The odds of solving homicides comparing non-white victimes to white victims, adjusting for sex and age is 0.44 (95% CI: 0.31, 0.62).

Now, I will run glm for each of the cities in the dataset, each time extracting the adjusted odds ratio (and CI) for solving homicides comparing non-white victims to white victims.

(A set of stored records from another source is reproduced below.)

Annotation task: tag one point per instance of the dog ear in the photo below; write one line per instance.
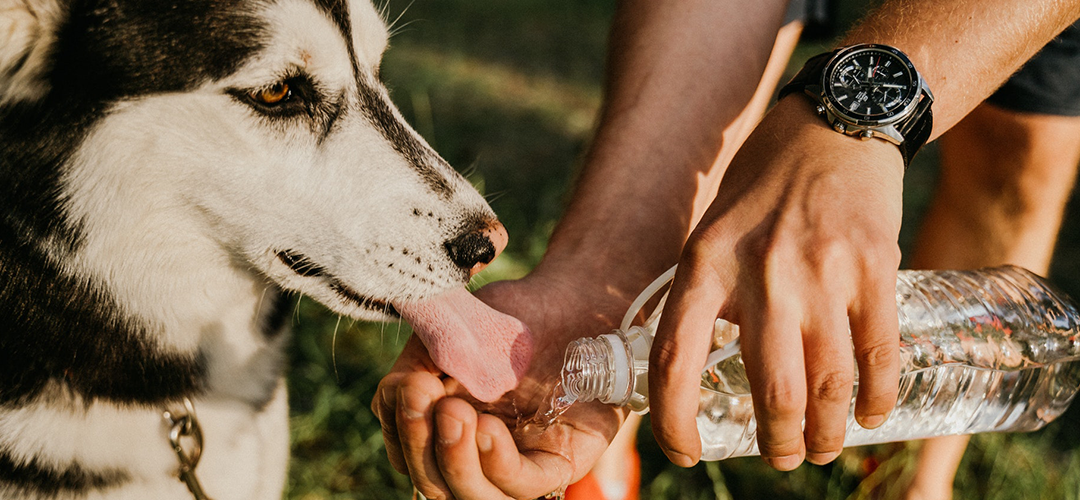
(27, 31)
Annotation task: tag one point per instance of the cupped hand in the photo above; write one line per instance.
(453, 447)
(799, 245)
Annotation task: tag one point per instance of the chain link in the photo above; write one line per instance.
(184, 428)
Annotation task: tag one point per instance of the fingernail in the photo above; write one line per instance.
(484, 442)
(821, 459)
(873, 421)
(449, 429)
(784, 463)
(415, 405)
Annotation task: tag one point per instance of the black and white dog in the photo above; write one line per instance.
(167, 167)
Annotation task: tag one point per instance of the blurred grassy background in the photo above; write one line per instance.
(507, 92)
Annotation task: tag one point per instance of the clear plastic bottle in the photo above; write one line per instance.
(993, 350)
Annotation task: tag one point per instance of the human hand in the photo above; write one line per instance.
(799, 244)
(453, 448)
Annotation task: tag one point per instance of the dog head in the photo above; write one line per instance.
(194, 136)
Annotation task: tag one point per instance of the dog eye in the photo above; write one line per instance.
(273, 95)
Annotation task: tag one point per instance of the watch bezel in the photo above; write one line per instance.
(903, 110)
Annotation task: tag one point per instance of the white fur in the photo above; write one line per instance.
(184, 201)
(26, 36)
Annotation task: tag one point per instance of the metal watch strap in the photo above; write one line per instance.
(915, 130)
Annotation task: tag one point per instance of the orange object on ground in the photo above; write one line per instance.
(590, 488)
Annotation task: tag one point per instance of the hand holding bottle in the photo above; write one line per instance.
(801, 237)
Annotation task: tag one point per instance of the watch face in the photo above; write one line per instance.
(872, 84)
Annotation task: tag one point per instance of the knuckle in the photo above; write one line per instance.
(832, 387)
(825, 444)
(773, 447)
(782, 401)
(878, 355)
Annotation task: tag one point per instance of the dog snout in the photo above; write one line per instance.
(474, 249)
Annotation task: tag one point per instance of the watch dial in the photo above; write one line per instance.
(871, 84)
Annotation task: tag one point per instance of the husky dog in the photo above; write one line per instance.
(167, 169)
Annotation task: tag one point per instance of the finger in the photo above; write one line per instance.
(772, 353)
(416, 397)
(875, 332)
(530, 475)
(829, 380)
(414, 357)
(677, 356)
(457, 451)
(385, 407)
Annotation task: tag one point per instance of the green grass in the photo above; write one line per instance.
(507, 92)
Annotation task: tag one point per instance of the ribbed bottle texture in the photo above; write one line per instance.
(991, 350)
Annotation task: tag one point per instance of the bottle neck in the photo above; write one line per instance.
(590, 369)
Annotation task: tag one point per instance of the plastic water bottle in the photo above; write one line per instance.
(993, 350)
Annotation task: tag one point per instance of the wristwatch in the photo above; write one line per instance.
(869, 91)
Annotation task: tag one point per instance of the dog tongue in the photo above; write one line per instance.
(485, 350)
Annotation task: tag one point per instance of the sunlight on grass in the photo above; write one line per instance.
(507, 92)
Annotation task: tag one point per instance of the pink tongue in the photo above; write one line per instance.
(485, 350)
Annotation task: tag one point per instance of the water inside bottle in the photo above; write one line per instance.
(551, 408)
(943, 400)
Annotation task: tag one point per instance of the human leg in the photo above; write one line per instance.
(1004, 181)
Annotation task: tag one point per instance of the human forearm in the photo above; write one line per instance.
(682, 75)
(964, 50)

fit_logistic_cities = homicide_df %>% 
  #Selecting only the variables needed
  select(city_state, solved, victim_age, victim_sex, colpsd_victim_race) %>%
  #Making listcolumns to use for the iteration
  group_by(city_state) %>% 
  nest() %>% 
  #Using maps to iterate the glm and tidy functions
  mutate(models = map(.x = data, ~ glm(solved ~ victim_sex + colpsd_victim_race + victim_age, 
                                      family = binomial, data = .x)),
         models = map(models, broom::tidy)) %>% 
  select(-data) %>% unnest() %>% 
  filter(term == "colpsd_victim_racenon-white") %>% 
  mutate(OR = exp(estimate),
  # Calculating the 95% confidence intervals
         lower_95_ci = exp(estimate - (1.96*std.error)),
         upper_95_ci = exp(estimate + (1.96*std.error))) %>% 
  select(city_state, OR, lower_95_ci, upper_95_ci) %>% 
  #Organizing cities according to estimated OR. From lowest to highest
  mutate(city_state = reorder(city_state, OR))

Creating a plot that shows the estimated ORs and CIs for each city.

ggplot(fit_logistic_cities, aes(x = city_state, y = OR )) + 
  geom_point() + 
  geom_errorbar(aes(ymin = lower_95_ci, ymax = upper_95_ci)) + 
  coord_flip() +
  geom_hline(aes(yintercept = 1.00), linetype = "dashed", color = "blue") + 
  labs(
    y = "OR (95% Confidence interval)",
    x = "City, State"
  ) 

We see that in almost all the cities ( expections, Tampa & Birmingham and Durham) have OR below 1.0. This means that in almost all of the cities, the odds of solving a homicide for non-white individual is less than odds of solving a homicide for an individual in the white category, adjusting for sex and age. However, it is important to note the confidence intervals - about half include the value of 1, meaning they are not statistically significant.